Quello da cui volevo partire, però, è il fallimento totale della politica
dei rimpatri. La finalità dei CPR dovrebbe essere quella ma, in realtà, i dati
che riporti fanno emergere che solo il 16% delle persone che dovrebbero esserlo
vengono rimpatriate. E così?
Luca: Sì, assolutamente. In termini numerici nel 2023 su 28.347
persone destinatarie di un provvedimento di espulsione, dai CPR italiani ne
sono state rimpatriate “solo” 2.987, ovvero il 10%. Numeri irrilevanti, mentre
“pesa” la sofferenza patita dai pochi che subiscono un rimpatrio
forzato. Immaginate che cosa significa essere svegliati nella notte in una
stazione del CPR, essere scortati da tre poliziotti su un aereo e ritrovarsi
nel proprio paese di origine poche ore dopo.

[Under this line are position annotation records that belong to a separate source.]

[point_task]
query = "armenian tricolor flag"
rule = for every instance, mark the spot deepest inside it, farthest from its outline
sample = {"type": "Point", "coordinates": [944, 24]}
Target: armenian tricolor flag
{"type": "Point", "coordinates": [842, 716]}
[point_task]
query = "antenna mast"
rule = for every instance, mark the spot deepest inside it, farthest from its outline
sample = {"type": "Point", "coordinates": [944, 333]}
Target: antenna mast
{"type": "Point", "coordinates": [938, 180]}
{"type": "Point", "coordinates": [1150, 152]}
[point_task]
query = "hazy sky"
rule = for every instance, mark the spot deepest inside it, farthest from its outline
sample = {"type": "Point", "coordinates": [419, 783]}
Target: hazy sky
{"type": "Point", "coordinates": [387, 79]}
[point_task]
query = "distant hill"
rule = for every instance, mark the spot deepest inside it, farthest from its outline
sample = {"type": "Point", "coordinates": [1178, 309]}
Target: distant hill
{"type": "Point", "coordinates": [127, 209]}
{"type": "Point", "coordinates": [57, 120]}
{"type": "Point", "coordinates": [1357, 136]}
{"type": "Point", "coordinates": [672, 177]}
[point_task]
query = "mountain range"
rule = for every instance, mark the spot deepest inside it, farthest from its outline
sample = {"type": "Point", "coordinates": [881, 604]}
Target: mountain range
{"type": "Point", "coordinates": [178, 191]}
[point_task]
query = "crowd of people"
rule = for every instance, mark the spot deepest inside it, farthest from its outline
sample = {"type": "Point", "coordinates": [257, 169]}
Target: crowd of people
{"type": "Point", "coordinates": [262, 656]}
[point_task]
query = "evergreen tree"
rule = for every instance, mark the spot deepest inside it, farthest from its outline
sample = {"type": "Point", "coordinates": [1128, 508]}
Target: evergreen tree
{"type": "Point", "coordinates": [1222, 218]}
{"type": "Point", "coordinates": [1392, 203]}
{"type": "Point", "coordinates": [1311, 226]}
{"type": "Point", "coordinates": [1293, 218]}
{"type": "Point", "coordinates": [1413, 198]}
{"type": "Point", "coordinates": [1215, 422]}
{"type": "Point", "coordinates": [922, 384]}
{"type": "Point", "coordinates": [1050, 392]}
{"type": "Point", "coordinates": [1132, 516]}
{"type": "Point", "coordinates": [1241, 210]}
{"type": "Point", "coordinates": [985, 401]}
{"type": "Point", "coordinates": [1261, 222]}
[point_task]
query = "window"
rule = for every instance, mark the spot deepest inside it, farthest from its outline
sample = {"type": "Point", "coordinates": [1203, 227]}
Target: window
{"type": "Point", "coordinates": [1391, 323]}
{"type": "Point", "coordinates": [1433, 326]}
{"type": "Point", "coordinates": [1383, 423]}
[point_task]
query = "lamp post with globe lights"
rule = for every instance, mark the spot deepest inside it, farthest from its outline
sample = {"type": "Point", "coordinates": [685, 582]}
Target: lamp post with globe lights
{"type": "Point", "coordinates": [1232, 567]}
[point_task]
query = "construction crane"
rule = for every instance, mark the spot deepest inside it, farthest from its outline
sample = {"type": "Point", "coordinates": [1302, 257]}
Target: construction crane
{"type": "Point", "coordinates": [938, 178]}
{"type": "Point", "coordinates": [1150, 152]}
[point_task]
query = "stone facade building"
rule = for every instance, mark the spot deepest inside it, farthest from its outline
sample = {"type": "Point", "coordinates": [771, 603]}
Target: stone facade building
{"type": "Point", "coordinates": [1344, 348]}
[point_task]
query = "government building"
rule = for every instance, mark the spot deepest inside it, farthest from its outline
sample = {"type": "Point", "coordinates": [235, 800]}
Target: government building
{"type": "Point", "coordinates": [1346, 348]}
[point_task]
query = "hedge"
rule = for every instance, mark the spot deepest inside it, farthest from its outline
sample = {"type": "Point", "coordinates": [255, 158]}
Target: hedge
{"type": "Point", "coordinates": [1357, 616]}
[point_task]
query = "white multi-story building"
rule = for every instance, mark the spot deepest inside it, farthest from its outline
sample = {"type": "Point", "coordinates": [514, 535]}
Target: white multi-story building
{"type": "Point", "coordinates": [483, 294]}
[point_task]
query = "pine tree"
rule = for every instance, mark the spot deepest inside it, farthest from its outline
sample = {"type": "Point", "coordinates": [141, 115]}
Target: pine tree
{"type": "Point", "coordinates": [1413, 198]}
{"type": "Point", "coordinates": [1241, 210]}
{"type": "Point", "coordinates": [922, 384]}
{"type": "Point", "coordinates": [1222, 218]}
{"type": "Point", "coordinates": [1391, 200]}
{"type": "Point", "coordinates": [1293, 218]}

La follia a mio avviso è pensare che una politica efficace di
rimpatrio possa essere, in primo luogo possibile e, in secondo, auspicabile. Pensiamo
al caso del Gambia: un terzo del Prodotto Interno Lordo è generato
dalle rimesse, ovvero i soldi che vengono mandati a casa dalle persone che
sono emigrate dal paese. Per un Presidente di un simile Stato accettare un
rimpatrio forzato di migliaia di cittadini dall’Europa significa mettere
ulteriormente in ginocchio un’economia che già fa fatica. E poi, aggiungo,
spesso i rimpatri possono trasformarsi in una brutta parentesi nelle
storie di immigrazione delle persone. Tantissimi cittadini tunisini, di cui ho
ascoltato le storie, sono stati rimpatriati e una volta rientrati nel
loro paese di origine hanno passato il loro tempo a mettere da parte i soldi
per ripartire e così tornare in Italia. In alcuni casi tentando anche
quattro o cinque volte.
Ettore: La questione del fallimento della politica dei rimpatri non è, in
realtà, funzionale a mantenere una quota di manodopera nel mercato del lavoro
illegale, in nero, da sfruttare? Non potrebbe essere molto funzionale avere
questo esercito di riserva di lavoratori?
Luca: L‘irregolarità è generata da un sistema che rende la richiesta
d’asilo l’unica via di regolarizzazione possibile nel nostro Paese. Il non
avere un documento, che spesso viene visto erroneamente come una colpa, spinge
le persone in situazione di vulnerabilità. Anche sul luogo di lavoro: se
non hai né un contratto né un permesso di soggiorno sei doppiamente
ricattabile. Si stimano 500 mila persone che sono in Italia ma
restano invisibili per lo Stato, spesso non per datori di lavoro
spregiudicati.
Ettore: Secondo te come sarebbe possibile ribaltare la narrazione che fa in
modo che cresca la paura e la richiesta di politiche securitarie?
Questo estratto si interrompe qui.